A sleep shift in the night period (eg care worker) counts as working hours if the worker is both:
- on call
- in the workplace
Workers on a sleep shift must be paid the National Minimum Wage.
Limits on working hours for night workers
Night workers must not work more than an average of 8 hours in a 24-hour period.
The average is usually calculated over 17 weeks, but it can be over a longer period of up to 52 weeks if the workers and the employer agree, eg by collective agreement.
Regular overtime is included in the average, but not occasional overtime.
Workers can’t opt out of the limit.
Workers aged 16 or 17
Staff aged 16 or 17 can’t work between midnight and 4am.

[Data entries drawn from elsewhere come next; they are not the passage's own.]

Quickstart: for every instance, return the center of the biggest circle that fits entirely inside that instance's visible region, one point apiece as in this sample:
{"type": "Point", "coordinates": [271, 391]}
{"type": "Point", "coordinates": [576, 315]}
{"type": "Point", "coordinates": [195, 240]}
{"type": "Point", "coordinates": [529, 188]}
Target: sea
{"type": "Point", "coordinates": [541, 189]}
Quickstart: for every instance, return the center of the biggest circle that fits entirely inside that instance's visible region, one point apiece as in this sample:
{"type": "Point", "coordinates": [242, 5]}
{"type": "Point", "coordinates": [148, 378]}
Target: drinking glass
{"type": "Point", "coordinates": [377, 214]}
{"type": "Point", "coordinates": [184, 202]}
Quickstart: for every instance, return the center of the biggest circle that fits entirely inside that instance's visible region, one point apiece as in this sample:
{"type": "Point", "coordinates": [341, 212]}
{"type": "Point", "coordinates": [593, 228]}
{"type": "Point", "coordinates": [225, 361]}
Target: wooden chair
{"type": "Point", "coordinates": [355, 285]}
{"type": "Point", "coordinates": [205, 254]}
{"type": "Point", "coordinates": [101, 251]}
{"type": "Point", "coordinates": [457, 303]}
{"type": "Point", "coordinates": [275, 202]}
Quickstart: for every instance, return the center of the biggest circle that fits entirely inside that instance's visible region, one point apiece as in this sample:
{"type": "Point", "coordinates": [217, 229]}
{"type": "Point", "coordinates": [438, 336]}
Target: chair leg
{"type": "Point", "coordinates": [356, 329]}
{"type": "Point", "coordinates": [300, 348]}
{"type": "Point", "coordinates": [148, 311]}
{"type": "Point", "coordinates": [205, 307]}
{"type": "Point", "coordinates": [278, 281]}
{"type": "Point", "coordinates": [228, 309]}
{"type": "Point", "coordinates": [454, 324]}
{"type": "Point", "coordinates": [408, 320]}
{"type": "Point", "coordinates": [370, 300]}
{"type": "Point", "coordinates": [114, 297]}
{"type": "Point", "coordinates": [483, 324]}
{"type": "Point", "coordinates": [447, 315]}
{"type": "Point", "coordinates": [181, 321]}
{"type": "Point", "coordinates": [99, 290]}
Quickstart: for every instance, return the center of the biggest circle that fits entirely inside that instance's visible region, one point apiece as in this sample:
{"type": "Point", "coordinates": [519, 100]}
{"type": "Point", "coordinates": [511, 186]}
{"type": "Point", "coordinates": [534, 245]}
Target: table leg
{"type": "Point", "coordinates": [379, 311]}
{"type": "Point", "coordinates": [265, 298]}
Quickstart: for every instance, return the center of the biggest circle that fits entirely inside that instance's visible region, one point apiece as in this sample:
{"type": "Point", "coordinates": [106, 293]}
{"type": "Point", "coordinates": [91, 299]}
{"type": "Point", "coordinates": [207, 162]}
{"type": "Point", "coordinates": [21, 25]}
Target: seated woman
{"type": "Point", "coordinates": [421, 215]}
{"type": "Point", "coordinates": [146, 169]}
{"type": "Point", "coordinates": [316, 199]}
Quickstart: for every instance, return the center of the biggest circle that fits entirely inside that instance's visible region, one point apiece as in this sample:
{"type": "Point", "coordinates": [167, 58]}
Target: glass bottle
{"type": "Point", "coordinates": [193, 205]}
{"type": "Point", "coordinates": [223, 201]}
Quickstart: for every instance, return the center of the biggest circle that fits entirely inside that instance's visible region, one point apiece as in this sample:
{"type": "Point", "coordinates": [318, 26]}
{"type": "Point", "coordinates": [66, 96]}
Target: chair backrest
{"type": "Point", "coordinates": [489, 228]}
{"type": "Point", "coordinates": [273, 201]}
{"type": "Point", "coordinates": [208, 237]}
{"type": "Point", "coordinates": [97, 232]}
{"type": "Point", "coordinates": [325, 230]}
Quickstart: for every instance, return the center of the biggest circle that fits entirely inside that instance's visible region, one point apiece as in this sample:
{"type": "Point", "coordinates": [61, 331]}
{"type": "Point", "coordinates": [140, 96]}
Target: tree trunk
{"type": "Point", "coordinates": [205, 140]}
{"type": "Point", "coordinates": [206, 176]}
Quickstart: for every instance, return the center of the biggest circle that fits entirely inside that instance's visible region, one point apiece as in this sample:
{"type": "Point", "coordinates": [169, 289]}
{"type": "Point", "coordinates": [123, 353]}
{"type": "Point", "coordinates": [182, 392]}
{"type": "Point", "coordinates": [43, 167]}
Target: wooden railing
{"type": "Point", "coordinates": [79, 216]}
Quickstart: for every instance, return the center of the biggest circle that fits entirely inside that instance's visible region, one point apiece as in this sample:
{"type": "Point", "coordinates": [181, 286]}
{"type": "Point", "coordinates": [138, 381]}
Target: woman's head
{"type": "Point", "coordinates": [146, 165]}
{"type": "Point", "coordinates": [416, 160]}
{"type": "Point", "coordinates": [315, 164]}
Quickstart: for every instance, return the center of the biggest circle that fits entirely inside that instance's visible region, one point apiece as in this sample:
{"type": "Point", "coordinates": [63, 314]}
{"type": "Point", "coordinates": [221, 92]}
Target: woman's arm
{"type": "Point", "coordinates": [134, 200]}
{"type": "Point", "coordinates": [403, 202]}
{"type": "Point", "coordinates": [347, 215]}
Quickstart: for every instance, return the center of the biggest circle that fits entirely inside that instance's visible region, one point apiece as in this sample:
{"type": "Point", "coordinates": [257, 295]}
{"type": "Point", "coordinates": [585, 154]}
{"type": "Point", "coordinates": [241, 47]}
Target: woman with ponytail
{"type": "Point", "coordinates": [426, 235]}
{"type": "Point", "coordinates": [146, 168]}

They usually can’t work between 10pm and 6am (this can be changed to not working between 11pm and 7am, by contract) but there are exceptions if they work in:
- cultural, sporting, artistic or advertising activities
- a hospital
- a hotel or catering
- post or newspaper delivery
In exceptional circumstances they can work at night if there’s no adult to do the work and they’re needed to either:
- handle a sudden increase in demand
- maintain the continuity of a service or production, eg filming
The employer must give the young person a rest period of the same length as the extended shift.
There are other restrictions on employing young people.
Special hazards and mental or physical strain
Night workers who deal with special hazards or whose work involves mental or physical strain can’t work longer than 8 hours in any 24-hour period.
A risk assessment must be carried out to identify special hazards and work involving mental or physical strain.
The hazards and strains may also be set out in collective or workforce agreements.
What employers must do
Employers must keep records of night workers’ working hours to show they aren’t exceeding the limits.
The records must be kept for at least 2 years.
Contact Acas for more information.
You can’t discriminate against a worker if they don’t want to work nights.